Kendal Briles has been busy since arriving in Columbia, and his latest move signals that South Carolina’s new offensive coordinator isn’t just thinking about the next recruiting class — he’s thinking years ahead. On Tuesday evening, Briles extended an offer to Lukas Prock, a four-star quarterback from the Hun School of Princeton in New Jersey, making the Gamecocks one of nine SEC programs to come calling on one of the most electric young passers in the country.
Here’s what makes that offer significant: Prock is in the class of 2028. He is a sophomore. And he already has over 40 scholarship offers — more than 30 of them from Power conference programs — every single one of which has materialized since he announced a transfer to Hun School ahead of the 2025 season. The recruiting world didn’t just notice Lukas Prock. It collectively lost its mind over him in the span of about twelve months.
The film makes it immediately clear why.
At 6-foot-2.5 and 195 pounds, Prock carries the physical profile programs covet at the position, but the traits that genuinely separate him from his peers are far more advanced than raw measurements. He is a poised, instinctive passer who can execute virtually the full menu of throws at the high school level. He generates effortless arm velocity — the kind where a casual flick of the wrist produces a 50-yard ball that arrives with zip and precision. But perhaps more telling than the big-arm moments are the subtler indicators of football intelligence already evident in his game: clean back-shoulder throws executed with timing and touch, and a clear understanding of how to manipulate safeties with his eyes before delivering the football. Those are not skills teenagers typically possess. They are the hallmarks of a quarterback who has already internalized how the game works conceptually, not just physically.
His athleticism adds another dimension. Prock isn’t a running quarterback in the traditional sense, but he uses his mobility with maturity — extending plays, buying time in the pocket, and scanning downfield before committing to scramble. He doesn’t force runs. He earns them when the defense gives him no other choice, and he picks up meaningful yardage when he does.
The production from his sophomore season reinforces all of it. Prock threw for 4,330 yards and accounted for 42 total touchdowns, earning a spot on the Rivals 2025 High School Football Sophomore All-America Team along with recognition as the Rivals New Jersey Player of the Year. Those are numbers that would be impressive from a senior. From a sophomore navigating a new school in a new state, they’re borderline alarming.
The national rankings reflect the frenzy. Per the Rivals Industry Ranking, Prock sits at No. 54 overall in the class of 2028, No. 5 nationally among all quarterbacks, and No. 3 in the state of New Jersey regardless of position — all before his junior season has even begun.

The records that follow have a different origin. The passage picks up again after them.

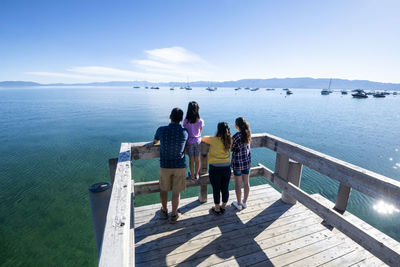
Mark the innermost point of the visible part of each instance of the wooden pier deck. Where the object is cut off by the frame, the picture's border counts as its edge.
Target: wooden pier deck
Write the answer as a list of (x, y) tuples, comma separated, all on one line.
[(276, 229), (267, 233)]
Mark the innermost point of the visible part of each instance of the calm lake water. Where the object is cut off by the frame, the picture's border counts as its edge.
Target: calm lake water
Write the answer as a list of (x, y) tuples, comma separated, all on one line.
[(56, 142)]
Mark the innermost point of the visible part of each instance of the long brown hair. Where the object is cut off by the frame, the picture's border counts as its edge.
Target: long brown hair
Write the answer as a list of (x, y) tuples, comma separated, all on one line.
[(192, 114), (244, 128), (225, 134)]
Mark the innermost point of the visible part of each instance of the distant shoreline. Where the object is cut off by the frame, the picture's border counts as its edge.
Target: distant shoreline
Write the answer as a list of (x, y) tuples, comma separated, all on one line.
[(305, 83)]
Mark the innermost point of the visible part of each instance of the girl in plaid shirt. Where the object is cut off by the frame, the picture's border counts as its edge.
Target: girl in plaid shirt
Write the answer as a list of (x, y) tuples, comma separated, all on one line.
[(241, 161)]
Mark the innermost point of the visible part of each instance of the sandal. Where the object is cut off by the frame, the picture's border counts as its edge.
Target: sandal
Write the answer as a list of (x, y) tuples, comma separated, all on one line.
[(215, 212)]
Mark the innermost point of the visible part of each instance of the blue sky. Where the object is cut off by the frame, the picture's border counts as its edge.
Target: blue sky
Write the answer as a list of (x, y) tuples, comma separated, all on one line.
[(86, 41)]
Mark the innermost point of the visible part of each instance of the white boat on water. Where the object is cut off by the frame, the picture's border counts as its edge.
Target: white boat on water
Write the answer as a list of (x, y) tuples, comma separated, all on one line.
[(327, 91)]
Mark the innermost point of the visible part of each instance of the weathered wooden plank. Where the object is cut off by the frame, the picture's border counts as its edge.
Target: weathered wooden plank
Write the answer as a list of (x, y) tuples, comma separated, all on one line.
[(217, 252), (115, 250), (265, 250), (272, 219), (365, 181), (199, 223), (185, 201), (221, 236), (381, 237), (112, 165), (362, 237), (342, 198), (258, 200), (328, 255), (154, 186), (350, 258)]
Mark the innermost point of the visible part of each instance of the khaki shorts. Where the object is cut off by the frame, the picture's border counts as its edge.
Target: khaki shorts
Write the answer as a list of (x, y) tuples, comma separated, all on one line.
[(172, 179)]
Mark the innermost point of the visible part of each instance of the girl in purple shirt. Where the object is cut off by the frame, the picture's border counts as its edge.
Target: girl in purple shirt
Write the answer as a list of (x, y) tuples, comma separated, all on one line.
[(194, 124)]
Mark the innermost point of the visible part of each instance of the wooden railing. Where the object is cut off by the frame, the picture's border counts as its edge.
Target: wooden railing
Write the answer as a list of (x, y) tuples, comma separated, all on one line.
[(118, 242)]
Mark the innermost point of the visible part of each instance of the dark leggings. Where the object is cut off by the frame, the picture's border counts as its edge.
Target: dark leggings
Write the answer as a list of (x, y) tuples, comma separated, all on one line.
[(219, 178)]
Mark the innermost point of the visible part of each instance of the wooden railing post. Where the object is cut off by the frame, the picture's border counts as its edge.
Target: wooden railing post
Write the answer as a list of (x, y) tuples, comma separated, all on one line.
[(282, 166), (203, 170), (112, 165), (290, 171), (294, 177), (342, 198)]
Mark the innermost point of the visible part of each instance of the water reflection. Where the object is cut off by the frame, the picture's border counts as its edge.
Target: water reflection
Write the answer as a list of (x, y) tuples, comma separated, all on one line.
[(385, 208)]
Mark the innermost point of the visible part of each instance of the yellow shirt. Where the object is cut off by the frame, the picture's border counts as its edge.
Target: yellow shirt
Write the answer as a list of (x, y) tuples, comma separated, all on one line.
[(217, 153)]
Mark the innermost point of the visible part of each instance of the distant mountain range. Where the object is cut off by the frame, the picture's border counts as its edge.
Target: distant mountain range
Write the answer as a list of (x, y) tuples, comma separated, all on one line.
[(266, 83)]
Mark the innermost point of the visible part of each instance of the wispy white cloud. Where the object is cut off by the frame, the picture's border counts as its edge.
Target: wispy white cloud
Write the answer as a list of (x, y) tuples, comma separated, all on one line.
[(103, 71), (163, 64), (176, 62), (173, 54), (59, 74)]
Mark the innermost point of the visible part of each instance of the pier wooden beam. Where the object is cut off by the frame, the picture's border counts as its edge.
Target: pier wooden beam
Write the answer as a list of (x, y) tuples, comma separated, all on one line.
[(360, 179), (116, 246), (381, 250), (342, 198), (112, 165)]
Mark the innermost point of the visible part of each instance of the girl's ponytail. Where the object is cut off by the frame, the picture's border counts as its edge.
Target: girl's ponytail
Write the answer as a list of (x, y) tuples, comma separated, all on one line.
[(224, 133), (244, 128)]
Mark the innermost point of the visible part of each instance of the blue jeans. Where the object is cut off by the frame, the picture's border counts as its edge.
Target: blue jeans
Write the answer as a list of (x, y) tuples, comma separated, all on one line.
[(239, 173), (219, 178)]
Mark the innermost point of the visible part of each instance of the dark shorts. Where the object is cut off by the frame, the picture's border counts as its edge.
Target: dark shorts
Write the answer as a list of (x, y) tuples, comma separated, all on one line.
[(193, 150), (240, 172)]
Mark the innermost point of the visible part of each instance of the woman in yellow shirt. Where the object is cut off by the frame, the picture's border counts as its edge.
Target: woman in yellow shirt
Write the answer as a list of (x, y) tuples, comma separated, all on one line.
[(219, 165)]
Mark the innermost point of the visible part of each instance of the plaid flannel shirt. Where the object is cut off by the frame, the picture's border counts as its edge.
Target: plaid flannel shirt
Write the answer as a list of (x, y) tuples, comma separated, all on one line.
[(241, 154)]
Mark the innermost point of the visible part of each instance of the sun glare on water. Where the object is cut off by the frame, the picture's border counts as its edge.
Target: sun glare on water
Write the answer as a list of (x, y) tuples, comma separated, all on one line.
[(385, 208)]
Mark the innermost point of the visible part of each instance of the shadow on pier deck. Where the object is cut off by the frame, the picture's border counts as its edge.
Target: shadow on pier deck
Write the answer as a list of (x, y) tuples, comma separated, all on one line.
[(267, 233), (272, 230)]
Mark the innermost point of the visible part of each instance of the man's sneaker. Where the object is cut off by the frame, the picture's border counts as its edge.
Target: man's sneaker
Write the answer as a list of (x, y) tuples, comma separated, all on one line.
[(195, 178), (174, 218), (163, 214), (237, 206)]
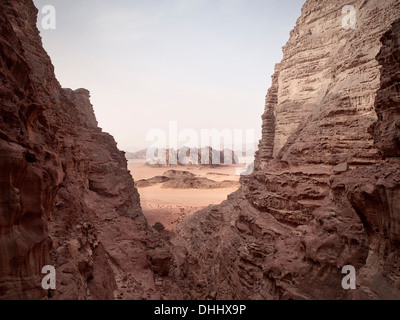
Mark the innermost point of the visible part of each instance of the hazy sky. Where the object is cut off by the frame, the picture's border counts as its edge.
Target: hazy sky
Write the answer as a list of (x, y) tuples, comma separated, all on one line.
[(203, 63)]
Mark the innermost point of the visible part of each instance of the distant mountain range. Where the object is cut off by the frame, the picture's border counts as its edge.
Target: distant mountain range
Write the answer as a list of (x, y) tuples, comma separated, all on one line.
[(185, 156)]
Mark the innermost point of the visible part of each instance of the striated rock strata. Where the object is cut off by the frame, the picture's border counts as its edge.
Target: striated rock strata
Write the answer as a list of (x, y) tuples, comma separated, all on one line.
[(67, 198), (322, 195)]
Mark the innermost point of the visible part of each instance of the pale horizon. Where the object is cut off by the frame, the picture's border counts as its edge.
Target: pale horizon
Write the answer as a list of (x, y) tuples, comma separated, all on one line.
[(203, 64)]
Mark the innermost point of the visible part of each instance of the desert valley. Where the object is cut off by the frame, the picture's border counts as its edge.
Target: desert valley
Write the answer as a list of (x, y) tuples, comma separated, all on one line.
[(322, 198)]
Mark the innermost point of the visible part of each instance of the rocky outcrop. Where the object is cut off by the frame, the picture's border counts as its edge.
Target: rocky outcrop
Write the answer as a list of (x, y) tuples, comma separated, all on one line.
[(67, 198), (321, 195), (374, 192)]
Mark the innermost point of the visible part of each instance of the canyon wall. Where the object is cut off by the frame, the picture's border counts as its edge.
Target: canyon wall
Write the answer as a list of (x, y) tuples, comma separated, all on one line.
[(325, 190), (67, 198)]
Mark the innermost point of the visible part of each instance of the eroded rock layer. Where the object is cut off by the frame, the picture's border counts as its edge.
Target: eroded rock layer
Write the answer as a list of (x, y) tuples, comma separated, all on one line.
[(67, 199), (321, 196)]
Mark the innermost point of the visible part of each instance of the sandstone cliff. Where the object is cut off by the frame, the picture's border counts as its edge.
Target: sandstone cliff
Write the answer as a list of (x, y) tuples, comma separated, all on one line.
[(322, 195), (325, 191), (67, 198)]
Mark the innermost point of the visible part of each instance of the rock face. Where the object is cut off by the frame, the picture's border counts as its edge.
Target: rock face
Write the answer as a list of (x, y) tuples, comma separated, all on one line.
[(325, 192), (67, 198), (322, 195)]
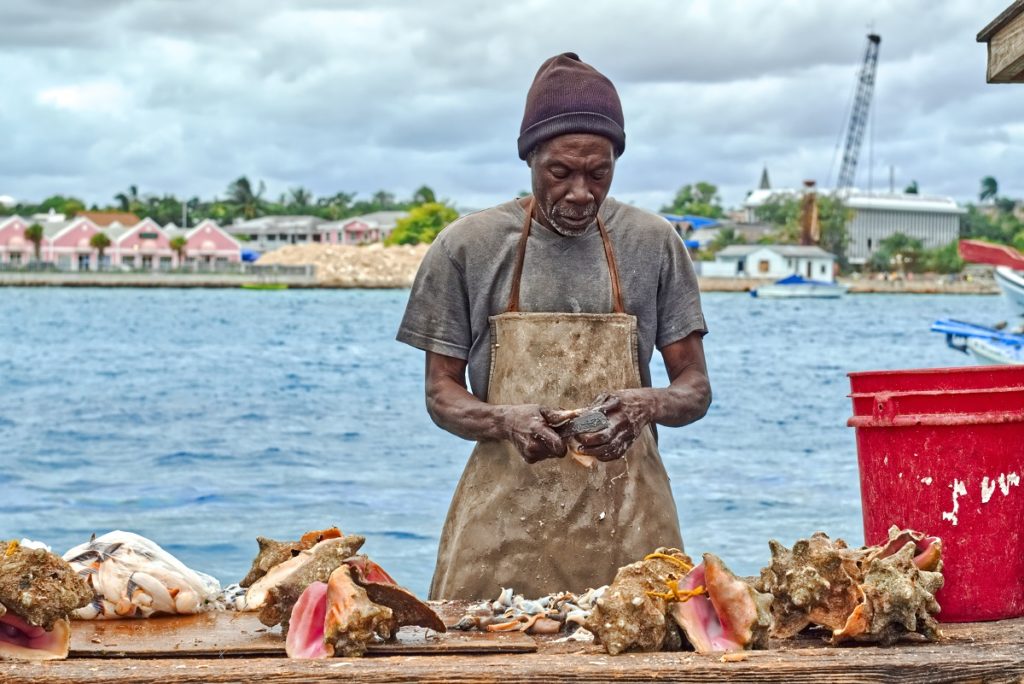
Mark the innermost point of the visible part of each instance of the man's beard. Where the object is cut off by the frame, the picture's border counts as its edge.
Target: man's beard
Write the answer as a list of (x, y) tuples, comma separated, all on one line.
[(568, 230)]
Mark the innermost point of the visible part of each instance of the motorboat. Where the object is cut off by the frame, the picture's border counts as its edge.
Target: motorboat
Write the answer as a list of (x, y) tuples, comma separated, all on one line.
[(987, 345), (798, 286), (1011, 282), (1009, 265)]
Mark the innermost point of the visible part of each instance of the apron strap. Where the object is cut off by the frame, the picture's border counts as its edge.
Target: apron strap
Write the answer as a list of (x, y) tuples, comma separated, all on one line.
[(616, 295)]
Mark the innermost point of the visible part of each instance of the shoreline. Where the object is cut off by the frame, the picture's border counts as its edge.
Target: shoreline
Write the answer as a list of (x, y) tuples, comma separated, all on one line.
[(393, 282)]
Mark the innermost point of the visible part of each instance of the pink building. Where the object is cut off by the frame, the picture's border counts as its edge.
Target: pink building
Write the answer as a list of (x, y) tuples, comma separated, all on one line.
[(144, 246), (70, 248), (208, 244), (14, 249)]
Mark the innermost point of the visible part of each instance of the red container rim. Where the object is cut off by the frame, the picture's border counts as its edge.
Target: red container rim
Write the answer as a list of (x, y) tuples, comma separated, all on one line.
[(954, 378)]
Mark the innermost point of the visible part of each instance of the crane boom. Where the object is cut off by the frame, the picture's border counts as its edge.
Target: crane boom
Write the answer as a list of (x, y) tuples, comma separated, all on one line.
[(858, 116)]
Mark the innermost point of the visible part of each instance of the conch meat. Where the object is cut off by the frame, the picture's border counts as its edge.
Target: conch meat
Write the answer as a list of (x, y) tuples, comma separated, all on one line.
[(876, 593), (38, 590), (577, 422), (133, 576)]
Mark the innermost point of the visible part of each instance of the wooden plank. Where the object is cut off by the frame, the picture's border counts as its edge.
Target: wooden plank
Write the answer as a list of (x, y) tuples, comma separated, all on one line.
[(241, 634), (1006, 52), (989, 651)]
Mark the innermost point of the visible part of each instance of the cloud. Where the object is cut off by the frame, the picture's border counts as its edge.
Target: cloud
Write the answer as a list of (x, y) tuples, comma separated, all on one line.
[(183, 96)]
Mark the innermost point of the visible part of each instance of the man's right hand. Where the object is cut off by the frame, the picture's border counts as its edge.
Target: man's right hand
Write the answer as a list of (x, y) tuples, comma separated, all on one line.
[(526, 427)]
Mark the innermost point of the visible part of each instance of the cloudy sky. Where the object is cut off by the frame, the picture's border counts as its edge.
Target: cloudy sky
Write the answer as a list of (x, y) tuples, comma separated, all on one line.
[(183, 96)]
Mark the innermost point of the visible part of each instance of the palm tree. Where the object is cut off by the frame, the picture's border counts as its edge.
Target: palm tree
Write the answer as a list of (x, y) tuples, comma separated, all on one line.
[(129, 201), (424, 196), (242, 195), (99, 242), (383, 200), (989, 188), (300, 198), (34, 233), (178, 245)]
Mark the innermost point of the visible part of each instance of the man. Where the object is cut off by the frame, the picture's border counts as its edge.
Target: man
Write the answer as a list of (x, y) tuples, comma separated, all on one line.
[(555, 302)]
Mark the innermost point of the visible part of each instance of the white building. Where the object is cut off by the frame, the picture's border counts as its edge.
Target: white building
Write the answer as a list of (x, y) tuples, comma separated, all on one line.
[(933, 220), (772, 261)]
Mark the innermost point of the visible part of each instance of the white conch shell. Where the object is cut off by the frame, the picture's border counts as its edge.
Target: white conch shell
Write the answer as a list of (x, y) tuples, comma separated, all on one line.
[(133, 576)]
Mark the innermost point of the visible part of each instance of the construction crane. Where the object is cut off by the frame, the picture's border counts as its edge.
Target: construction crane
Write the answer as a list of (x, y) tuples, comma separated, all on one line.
[(858, 115)]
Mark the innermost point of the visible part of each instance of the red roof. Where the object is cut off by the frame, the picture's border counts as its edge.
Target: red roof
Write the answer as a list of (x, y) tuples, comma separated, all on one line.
[(104, 218)]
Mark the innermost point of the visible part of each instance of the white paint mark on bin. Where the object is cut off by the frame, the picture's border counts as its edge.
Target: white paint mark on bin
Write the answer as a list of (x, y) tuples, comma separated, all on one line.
[(960, 489), (987, 487), (1006, 481)]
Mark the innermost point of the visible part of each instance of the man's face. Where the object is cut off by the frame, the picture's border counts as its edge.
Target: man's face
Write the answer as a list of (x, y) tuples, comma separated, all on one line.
[(571, 175)]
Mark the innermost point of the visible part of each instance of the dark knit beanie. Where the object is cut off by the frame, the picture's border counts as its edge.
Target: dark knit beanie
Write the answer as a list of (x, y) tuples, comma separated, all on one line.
[(570, 96)]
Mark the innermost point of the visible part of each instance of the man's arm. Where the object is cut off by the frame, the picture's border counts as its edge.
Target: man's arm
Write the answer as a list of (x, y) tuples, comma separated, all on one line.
[(685, 399), (453, 408)]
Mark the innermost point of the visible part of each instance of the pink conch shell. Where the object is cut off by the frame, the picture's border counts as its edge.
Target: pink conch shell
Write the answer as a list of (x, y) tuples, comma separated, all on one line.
[(305, 634), (352, 620), (729, 616), (20, 641)]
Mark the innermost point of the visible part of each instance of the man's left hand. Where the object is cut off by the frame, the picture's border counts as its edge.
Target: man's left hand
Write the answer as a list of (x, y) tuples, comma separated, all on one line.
[(628, 412)]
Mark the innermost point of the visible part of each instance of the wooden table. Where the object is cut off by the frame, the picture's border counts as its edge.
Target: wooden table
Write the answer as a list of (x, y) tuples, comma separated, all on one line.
[(980, 651)]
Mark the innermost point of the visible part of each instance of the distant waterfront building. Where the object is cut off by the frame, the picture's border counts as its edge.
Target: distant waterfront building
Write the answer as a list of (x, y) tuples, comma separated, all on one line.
[(933, 220), (269, 232), (373, 227), (772, 261), (143, 246), (105, 219)]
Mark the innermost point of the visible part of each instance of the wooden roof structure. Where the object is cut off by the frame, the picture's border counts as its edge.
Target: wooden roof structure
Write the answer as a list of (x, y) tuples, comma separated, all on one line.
[(1005, 36)]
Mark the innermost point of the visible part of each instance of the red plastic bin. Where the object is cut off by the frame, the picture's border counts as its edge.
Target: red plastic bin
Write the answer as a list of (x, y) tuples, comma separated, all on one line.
[(941, 451)]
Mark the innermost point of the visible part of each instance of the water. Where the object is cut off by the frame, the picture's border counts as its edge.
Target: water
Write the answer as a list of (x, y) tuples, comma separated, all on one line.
[(203, 418)]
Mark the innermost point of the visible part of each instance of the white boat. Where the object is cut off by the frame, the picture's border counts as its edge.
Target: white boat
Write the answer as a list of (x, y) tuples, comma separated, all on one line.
[(987, 345), (797, 286), (1012, 284), (994, 352)]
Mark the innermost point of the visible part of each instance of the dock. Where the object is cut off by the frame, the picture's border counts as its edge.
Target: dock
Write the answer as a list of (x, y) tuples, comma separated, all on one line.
[(970, 651)]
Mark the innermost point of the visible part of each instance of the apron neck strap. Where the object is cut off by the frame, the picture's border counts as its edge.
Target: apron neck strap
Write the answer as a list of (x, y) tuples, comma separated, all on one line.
[(616, 295)]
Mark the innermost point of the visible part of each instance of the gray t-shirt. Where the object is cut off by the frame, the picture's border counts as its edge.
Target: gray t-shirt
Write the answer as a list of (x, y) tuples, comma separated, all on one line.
[(467, 274)]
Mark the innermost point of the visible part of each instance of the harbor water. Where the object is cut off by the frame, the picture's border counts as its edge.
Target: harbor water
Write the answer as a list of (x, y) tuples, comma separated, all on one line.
[(203, 418)]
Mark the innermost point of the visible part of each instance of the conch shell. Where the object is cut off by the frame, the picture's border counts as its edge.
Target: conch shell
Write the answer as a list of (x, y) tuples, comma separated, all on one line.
[(729, 615), (38, 590), (875, 594)]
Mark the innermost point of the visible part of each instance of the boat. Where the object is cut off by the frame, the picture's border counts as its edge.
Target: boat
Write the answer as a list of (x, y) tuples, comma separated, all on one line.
[(1009, 265), (798, 286), (1012, 284), (264, 286), (987, 345)]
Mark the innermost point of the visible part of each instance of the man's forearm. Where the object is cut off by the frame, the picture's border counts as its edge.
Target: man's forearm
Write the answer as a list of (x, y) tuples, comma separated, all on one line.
[(454, 409), (682, 402)]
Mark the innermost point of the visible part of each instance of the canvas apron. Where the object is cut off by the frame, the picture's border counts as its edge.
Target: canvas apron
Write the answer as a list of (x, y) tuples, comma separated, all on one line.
[(555, 525)]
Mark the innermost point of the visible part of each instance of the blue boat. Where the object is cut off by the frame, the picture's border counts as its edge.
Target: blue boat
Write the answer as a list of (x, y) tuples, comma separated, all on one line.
[(798, 286), (987, 345)]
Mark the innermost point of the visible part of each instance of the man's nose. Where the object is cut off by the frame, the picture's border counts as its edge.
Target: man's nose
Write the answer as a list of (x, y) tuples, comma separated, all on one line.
[(579, 190)]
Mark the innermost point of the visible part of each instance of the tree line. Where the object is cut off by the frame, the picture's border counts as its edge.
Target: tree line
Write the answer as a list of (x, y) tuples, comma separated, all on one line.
[(995, 218), (243, 200)]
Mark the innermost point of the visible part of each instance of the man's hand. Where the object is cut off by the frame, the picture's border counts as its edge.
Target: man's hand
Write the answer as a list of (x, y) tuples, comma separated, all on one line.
[(628, 412), (527, 427)]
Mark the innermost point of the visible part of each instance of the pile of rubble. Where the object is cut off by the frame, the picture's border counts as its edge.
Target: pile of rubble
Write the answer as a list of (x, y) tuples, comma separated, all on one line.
[(350, 266)]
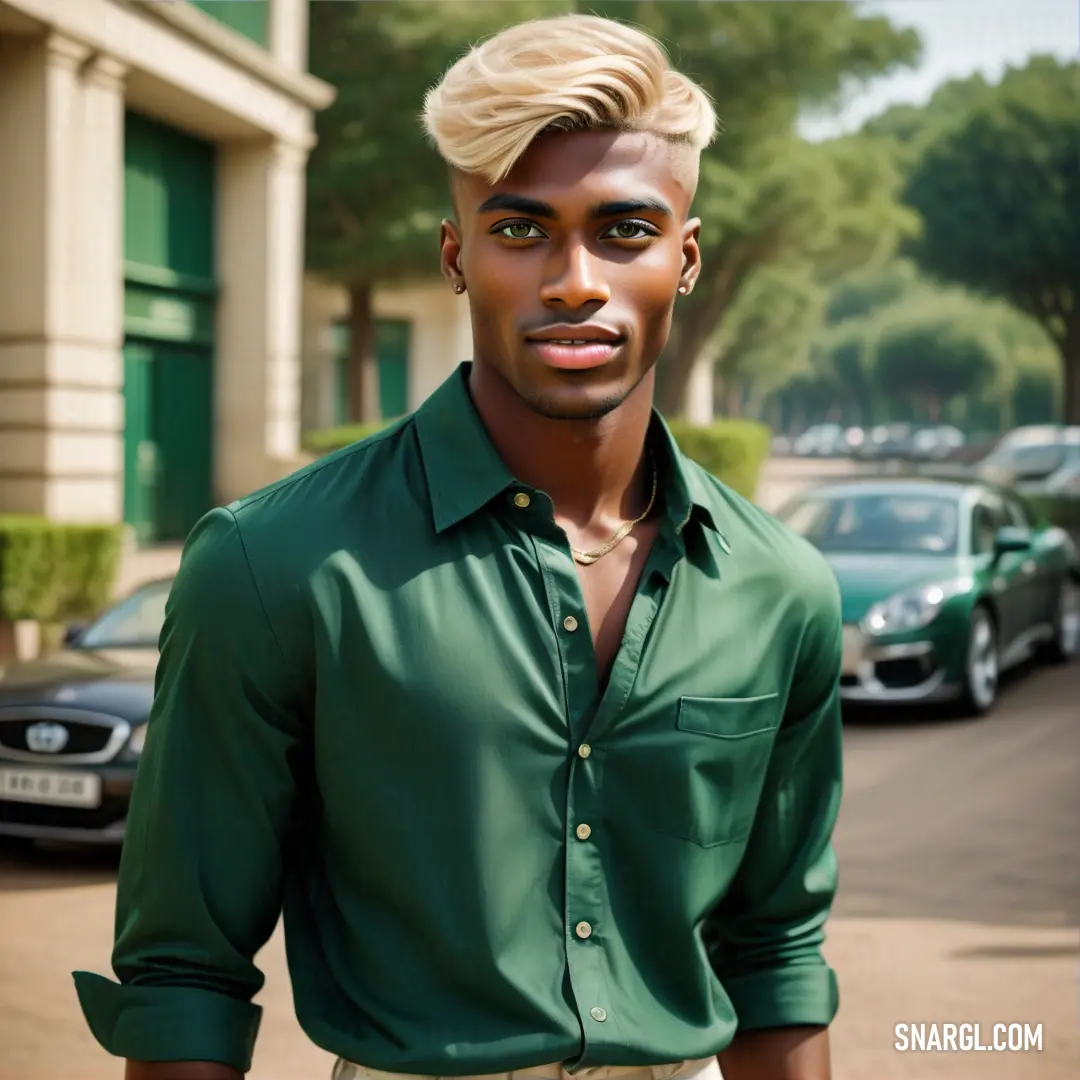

From a South Carolina perspective, the offer represents a clear statement of intent from Briles, who has built his reputation on developing elite quarterback talent and, critically, on identifying it early. Prock’s geographic center of gravity has leaned toward schools in the Northeast and Midwest, which places the Gamecocks in the role of long-shot pursuer for now. But Briles casting a line into a recruitment this significant — this early — is not an accident. It’s the kind of relationship-building that pays dividends years down the road, particularly if South Carolina’s offense begins to produce the kind of results that make Columbia, South Carolina an attractive destination for elite signal-callers.
The class of 2028 is a long way from signing day. But if Lukas Prock continues on his current trajectory — and there is very little reason to believe he won’t — the programs that planted a flag early will be grateful they did. Briles, for one, appears to understand exactly what he may be looking at.